その当時の自分が何をしていたのかまったく記憶にないが、この映画に感動したことだけは30年以上たった今もはっきりしている。何に感動したのか。もちろん三船敏郎の侍でも農民でもないトリックスター的存在にである。用心棒風の三船しか知らなかった私にはもう新鮮でまぶしかった。
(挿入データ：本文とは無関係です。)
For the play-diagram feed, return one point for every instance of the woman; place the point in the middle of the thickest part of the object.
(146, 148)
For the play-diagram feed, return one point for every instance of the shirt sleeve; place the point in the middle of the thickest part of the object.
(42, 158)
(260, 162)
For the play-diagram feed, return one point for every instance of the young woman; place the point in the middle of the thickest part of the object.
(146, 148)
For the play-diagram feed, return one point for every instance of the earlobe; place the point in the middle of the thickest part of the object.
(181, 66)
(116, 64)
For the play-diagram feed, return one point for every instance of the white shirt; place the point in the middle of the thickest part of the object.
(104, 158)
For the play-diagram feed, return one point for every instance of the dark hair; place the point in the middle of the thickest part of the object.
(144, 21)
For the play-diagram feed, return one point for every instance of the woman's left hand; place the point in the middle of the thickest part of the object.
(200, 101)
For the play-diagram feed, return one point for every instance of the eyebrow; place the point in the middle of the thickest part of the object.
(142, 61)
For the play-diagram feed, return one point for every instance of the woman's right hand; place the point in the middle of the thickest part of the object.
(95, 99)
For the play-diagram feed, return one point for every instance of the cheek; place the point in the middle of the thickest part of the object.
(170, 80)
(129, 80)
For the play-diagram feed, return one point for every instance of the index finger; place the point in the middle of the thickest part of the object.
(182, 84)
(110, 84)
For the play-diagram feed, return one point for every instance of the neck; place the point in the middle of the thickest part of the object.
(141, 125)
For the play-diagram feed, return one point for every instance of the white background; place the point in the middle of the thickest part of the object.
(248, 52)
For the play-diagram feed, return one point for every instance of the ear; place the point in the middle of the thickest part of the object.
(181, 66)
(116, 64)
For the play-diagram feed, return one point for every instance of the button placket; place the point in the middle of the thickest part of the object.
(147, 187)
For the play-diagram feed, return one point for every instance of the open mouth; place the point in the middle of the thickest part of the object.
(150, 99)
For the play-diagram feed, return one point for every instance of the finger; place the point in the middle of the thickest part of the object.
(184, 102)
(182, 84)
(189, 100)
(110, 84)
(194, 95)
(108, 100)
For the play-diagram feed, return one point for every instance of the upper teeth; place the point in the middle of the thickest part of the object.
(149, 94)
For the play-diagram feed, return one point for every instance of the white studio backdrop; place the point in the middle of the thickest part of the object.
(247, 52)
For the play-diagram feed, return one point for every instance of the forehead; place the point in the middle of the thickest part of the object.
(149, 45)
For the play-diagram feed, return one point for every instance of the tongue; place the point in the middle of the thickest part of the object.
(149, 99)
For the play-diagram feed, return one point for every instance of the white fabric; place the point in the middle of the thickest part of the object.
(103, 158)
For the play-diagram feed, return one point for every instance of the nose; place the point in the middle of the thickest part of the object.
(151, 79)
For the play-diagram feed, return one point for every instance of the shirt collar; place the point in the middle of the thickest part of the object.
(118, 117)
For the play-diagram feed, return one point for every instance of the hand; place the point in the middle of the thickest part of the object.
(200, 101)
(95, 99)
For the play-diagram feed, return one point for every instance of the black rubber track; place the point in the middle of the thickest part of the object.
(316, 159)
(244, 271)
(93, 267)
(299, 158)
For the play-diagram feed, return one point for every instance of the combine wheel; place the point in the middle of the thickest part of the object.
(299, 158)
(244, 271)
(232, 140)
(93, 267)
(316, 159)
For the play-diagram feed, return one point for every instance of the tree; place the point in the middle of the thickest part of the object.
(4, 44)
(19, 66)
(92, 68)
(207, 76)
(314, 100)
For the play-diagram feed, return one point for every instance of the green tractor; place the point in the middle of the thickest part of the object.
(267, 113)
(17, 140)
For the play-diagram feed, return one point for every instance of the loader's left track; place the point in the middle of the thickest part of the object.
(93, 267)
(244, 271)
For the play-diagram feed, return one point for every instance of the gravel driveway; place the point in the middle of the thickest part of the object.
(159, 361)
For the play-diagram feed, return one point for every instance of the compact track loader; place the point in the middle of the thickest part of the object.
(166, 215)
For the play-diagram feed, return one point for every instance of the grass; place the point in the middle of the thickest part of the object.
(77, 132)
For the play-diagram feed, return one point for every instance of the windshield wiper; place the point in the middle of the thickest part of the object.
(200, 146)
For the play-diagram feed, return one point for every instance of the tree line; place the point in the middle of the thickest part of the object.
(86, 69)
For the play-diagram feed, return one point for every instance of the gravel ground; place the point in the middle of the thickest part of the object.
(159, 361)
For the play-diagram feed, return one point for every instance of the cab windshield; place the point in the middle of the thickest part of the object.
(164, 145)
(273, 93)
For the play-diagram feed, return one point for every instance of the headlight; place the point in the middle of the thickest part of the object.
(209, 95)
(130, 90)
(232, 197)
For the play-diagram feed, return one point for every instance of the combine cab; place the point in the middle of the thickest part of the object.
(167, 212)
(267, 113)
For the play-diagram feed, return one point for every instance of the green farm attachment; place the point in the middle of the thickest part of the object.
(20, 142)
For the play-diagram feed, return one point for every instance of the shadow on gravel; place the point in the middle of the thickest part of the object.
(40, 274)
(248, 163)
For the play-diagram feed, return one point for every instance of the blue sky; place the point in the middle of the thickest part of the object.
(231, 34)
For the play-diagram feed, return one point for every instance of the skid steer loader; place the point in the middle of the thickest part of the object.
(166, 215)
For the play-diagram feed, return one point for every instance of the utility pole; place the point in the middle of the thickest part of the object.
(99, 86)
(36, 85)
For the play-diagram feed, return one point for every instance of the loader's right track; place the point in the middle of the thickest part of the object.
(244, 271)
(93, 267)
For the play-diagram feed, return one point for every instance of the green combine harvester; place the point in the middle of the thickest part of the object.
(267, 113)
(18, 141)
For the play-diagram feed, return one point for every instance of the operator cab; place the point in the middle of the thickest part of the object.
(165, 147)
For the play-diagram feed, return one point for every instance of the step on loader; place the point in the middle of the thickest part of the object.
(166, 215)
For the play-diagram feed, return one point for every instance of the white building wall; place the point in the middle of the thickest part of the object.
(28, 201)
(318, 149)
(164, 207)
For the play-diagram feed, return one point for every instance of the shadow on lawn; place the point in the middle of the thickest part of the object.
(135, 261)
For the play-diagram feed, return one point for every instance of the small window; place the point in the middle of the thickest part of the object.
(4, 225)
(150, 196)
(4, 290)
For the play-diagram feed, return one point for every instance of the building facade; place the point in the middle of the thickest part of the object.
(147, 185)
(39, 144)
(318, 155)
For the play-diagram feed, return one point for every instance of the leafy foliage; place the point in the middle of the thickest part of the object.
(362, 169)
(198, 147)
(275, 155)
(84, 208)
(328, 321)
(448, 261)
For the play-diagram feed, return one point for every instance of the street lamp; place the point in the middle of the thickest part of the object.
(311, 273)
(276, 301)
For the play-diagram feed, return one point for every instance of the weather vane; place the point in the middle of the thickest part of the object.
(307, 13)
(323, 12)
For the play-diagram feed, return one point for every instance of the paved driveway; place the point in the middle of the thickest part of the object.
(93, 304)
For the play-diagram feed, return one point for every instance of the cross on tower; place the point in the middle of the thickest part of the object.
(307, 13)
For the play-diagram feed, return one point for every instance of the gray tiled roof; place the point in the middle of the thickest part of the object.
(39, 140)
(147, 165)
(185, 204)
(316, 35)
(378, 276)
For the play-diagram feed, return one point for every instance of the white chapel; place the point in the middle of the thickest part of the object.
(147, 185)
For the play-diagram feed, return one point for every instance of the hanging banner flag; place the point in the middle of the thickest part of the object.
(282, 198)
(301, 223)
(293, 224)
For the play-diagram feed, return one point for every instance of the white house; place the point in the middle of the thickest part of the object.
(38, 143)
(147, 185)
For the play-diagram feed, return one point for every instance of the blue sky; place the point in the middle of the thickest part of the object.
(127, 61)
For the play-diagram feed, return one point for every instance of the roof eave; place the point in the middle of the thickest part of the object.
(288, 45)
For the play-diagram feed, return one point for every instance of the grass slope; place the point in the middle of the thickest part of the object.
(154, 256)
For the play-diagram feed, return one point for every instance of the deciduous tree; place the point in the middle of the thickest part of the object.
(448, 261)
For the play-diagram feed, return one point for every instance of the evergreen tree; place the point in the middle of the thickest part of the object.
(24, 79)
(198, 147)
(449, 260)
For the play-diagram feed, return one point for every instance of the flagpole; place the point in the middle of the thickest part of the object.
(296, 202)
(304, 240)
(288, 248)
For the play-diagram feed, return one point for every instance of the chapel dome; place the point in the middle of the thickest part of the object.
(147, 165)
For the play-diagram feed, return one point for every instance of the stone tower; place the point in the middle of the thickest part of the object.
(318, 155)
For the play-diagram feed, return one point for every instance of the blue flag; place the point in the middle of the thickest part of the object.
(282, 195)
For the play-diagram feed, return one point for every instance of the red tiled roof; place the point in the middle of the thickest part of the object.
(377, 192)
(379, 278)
この本を読んでみると個々の登場人物に付された性格描写はけっして読み間違っていなかったことが分かる。しかし従来のチャンバラ映画にたいする革命というのはどういう意味でなのかということや、単独講和と安保条約をセットで締結し、自衛隊を創設したばかりの自民党政権だけが高く評価して一般的には農民の描き方などが侮蔑的だという評価がされていたということなどは、さすがにこの本を読んでみないと分からない。たしかに武装解除されられている日本が自分で自分の身を守るには軍隊をもつしかないよという議論を助けているようにも見えるし、一方的に被害者でしかないという農民の描き方が歴史的考証に耐えないということは最近の歴史学的研究によって明らかになってきたことらしい。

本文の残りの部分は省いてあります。